Bristol director Keith Baker goes spiritedly along with everything Brooks proffers. No bit is half-baked or begs pardon.
Lead Rutigliano is a flawless dynamo. He never misses a comic beat. He declares Bialystock to be low and despicable but keeps him lovable while you wait for the next line or salvo Rutigliano nails with the instinct of a famed comedian Jack Benny and the precision of legendary steel-driver John Henry.
Rutigliano patents a distinct way to convey all of Bialystock’s trickery, lechery, lack of conscience, and cleverness. The actor also finds the right way to make you notice his fine-tuned craft and achieves a boffo tour de force with Max’s jail cell soliloquy, “Betrayed.”
Doherty goes toe to toe to with Rutigliano and never winds up in the dust. He meets every challenge to be bigger and more exaggerated while seeming totally believable and real.

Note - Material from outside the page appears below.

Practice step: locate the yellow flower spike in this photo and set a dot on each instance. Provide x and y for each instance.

Doherty is a natural physical comedian and dancer with the extra advantage of being able to make his baby face express anything he wants, especially if it can earn an honest, or even an inveigled, laugh.
Danny Vaccaro — who did well in other Bristol musicals — bursts from what can be called typecasting with reckless abandon as the effusive “Springtime” director Roger De Bris. He revels in Debris’ flamboyant gay excesses and ignorance, including his surprise that Germany loses World War II.
Good as all of the above are, more treats are in store with Morgan Reynolds’ preen-perfect Carmen Ghia and Fred Inkley’s brilliant take on Hitler aficionado and “Springtime for Hitler” author Franz Liebkind.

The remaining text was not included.